Algún tiempo después me echaron del empleo y
mi amigo extranjero me consiguió otro en un teatro inferior. Allí iban mujeres
mal vestidas y hombres que daban poca propina. Sin embargo, yo traté de conservar
mi puesto.
Pero en uno de aquellos días más desgraciados
apareció ante mis ojos algo que me compensó de mis males. Había estado
insinuándose poco a poco. Una noche me desperté en el silencio oscuro de mi
pieza y vi, en la pared empapelada de flores violetas, una luz. Desde el primer
instante tuve la idea de que me ocurría algo extraordinario, y no me asusté.

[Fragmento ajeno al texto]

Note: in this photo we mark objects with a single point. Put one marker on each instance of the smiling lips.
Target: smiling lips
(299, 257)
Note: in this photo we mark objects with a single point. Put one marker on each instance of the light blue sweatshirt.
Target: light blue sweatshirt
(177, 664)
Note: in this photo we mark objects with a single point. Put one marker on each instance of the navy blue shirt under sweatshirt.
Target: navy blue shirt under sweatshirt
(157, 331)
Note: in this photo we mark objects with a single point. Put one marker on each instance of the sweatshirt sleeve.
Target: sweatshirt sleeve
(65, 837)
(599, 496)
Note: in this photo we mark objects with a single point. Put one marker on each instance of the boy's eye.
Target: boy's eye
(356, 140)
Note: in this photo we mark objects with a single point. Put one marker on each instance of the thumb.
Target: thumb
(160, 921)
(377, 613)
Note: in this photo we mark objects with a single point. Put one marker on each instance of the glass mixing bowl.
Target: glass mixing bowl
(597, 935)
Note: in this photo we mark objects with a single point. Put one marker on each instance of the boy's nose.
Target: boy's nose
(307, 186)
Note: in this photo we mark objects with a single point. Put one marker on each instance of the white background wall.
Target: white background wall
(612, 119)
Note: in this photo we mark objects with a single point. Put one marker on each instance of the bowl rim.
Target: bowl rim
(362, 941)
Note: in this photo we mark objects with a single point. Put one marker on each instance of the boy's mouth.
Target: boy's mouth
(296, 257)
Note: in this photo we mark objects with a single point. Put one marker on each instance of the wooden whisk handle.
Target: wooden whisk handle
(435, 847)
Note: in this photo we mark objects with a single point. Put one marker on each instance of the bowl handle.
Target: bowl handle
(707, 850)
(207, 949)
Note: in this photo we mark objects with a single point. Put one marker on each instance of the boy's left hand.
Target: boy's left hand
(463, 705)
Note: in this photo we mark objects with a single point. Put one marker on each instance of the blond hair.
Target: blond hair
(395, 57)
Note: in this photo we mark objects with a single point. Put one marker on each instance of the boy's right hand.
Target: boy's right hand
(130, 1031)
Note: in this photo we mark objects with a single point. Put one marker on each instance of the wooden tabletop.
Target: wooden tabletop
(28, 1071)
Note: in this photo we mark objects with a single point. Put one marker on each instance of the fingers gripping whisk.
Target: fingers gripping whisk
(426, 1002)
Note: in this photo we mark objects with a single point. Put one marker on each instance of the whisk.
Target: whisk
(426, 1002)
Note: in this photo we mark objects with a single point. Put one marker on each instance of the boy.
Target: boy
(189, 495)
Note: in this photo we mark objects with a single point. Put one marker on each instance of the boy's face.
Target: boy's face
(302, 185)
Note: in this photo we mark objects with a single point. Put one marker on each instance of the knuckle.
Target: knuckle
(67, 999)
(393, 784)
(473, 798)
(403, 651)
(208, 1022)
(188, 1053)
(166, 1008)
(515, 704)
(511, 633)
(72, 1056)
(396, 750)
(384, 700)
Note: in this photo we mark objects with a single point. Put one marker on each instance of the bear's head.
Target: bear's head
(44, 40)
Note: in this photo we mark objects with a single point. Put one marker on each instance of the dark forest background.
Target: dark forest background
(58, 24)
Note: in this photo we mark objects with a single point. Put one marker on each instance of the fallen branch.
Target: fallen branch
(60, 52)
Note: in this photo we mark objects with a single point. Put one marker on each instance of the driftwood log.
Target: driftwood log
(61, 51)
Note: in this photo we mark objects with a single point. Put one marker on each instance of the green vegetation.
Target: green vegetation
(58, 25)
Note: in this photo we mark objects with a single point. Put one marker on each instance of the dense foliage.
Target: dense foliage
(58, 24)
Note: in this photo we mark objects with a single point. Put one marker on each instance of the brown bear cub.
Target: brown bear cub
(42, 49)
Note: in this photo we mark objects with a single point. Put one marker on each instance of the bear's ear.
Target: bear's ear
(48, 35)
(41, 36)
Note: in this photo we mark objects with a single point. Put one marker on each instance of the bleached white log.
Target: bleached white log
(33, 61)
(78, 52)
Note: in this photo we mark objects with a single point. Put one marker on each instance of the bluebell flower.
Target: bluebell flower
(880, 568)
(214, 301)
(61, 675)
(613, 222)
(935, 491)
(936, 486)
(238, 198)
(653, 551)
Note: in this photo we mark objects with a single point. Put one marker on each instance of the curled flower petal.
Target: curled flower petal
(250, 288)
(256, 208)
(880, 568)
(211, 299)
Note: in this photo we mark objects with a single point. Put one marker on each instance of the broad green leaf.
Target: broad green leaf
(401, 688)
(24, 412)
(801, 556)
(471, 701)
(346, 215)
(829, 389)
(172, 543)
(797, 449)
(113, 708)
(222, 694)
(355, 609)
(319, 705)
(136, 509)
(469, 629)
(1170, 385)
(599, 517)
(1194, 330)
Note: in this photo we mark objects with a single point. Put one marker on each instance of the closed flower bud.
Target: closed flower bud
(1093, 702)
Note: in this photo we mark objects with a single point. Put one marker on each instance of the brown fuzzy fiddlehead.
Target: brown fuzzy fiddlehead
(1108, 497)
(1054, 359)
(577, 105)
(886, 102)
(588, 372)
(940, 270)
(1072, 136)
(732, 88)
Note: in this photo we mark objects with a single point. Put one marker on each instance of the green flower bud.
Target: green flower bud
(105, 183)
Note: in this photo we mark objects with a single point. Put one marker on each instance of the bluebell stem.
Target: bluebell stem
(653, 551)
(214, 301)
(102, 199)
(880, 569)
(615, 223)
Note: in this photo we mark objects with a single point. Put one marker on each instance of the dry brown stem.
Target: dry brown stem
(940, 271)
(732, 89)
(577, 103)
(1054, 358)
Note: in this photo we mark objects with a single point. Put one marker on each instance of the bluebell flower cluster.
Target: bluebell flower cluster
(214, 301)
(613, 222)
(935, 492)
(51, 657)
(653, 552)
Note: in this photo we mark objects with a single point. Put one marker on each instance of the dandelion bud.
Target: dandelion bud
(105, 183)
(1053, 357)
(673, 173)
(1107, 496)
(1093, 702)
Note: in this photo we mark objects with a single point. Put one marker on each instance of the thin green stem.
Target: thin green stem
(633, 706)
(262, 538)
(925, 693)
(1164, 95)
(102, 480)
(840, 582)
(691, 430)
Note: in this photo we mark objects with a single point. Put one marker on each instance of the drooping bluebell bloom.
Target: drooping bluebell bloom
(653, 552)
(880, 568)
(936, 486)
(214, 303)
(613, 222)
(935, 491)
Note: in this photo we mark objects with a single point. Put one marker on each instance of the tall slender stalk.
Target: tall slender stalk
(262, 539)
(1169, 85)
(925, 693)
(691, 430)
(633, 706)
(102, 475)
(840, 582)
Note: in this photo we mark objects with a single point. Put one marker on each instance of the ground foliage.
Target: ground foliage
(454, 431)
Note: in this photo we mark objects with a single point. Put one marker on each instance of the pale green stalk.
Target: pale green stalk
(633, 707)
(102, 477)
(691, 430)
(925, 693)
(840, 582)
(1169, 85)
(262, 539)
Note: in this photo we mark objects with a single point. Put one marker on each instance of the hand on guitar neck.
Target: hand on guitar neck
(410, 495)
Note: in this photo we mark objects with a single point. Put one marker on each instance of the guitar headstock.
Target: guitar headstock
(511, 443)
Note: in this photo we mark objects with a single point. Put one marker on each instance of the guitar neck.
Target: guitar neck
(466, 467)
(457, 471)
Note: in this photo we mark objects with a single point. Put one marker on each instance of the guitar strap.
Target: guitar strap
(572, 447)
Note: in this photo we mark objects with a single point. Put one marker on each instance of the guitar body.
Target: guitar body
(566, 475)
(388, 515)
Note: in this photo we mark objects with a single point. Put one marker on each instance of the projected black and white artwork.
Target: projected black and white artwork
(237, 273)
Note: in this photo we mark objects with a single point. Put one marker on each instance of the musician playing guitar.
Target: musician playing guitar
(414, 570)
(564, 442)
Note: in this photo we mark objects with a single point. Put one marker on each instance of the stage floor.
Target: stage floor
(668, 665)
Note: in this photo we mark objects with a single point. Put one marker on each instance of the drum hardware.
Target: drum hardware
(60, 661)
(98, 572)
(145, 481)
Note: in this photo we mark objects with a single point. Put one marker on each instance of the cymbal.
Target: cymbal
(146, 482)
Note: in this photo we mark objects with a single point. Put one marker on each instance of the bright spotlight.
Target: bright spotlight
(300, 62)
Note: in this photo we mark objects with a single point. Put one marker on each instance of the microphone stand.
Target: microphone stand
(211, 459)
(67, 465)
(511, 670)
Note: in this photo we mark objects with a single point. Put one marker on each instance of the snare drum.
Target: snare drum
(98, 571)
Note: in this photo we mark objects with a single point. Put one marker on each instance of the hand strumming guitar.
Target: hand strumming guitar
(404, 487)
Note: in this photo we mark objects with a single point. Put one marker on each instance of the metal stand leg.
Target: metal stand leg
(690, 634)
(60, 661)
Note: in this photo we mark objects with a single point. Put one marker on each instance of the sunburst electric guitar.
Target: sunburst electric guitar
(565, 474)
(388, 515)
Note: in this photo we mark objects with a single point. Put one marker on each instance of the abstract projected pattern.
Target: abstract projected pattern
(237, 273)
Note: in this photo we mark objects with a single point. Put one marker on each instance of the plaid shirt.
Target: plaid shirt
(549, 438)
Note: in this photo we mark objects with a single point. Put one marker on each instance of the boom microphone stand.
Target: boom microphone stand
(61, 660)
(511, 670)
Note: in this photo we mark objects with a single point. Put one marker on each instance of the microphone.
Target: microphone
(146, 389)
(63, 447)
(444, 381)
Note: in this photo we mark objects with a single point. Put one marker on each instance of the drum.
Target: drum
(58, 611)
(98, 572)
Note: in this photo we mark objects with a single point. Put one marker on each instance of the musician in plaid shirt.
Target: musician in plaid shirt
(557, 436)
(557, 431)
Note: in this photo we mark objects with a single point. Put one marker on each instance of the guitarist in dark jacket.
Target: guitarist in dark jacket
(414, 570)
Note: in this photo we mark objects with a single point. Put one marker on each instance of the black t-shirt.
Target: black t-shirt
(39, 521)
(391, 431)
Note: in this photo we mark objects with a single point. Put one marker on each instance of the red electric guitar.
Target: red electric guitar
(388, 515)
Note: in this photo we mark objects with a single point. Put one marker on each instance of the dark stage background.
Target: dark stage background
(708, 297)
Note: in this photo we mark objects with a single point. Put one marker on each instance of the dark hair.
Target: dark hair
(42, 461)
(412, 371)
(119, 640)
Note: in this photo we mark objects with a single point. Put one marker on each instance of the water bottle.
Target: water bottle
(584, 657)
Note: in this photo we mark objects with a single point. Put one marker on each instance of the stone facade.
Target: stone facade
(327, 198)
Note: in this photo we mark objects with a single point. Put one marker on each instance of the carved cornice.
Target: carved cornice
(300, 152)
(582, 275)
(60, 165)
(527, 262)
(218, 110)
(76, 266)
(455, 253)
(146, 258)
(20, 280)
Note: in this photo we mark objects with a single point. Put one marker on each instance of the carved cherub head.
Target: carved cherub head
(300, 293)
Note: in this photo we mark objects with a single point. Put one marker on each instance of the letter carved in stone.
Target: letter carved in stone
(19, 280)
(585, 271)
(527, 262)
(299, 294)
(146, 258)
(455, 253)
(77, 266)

Moví los ojos hacia un lado y la mancha de luz siguió el mismo movimiento. Era
una mancha parecida a la que se ve en la oscuridad cuando recién se apaga la
lamparilla; pero esta otra se mantenía bastante tiempo y era posible ver a
través de ella. Bajé los ojos hasta la mesa y vi las botellas y los objetos
míos. No me quedaba la menor duda; aquella luz salía de mis propios ojos, y se
había estado desarrollando desde hacía mucho tiempo. Pasé el dorso de mi mano
por delante de mi cara y vi mis dedos abiertos. Al poco rato sentí cansancio;
la luz disminuía y yo cerré los ojos. Después los volví a abrir para comprobar
si aquello era cierto. Miré la bombita de luz eléctrica y vi que ella brillaba
con luz mía. Me volví a convencer y tuve una sonrisa. ¿Quién, en el mundo, veía
con sus propios ojos en la oscuridad?
Cada noche yo tenía más luz. De día había
llenado la pared de clavos; y en la noche colgaba objetos de vidrio o
porcelana: eran los que se veían mejor. En un pequeño ropero -donde estaban
grabadas mis iniciales, pero no las había grabado yo-, guardaba copas atadas
del pie con un hilo, botellas con el hilo al cuello; platitos atados en el calado
del borde; tacitas con letras doradas, etc. Una noche me atacó un terror que
casi me lleva a la locura. Me había levantado para ver si me quedaba algo más
en el ropero; no había encendido la luz eléctrica y vi mi cara y mis ojos en el
espejo, con mi propia luz. Me desvanecí. Y cuando me desperté tenía la cabeza
debajo de la cama y veía los fierros como si estuviera debajo de un puente. Me
juré no mirar nunca más aquella cara mía y aquellos ojos de un puente. Eran de
un color amarillo verdoso que brillaba como el triunfo de una enfermedad
desconocida; los ojos eran grandes redondeles, y la cara estaba dividida en
pedazos que nadie podría juntar ni comprender.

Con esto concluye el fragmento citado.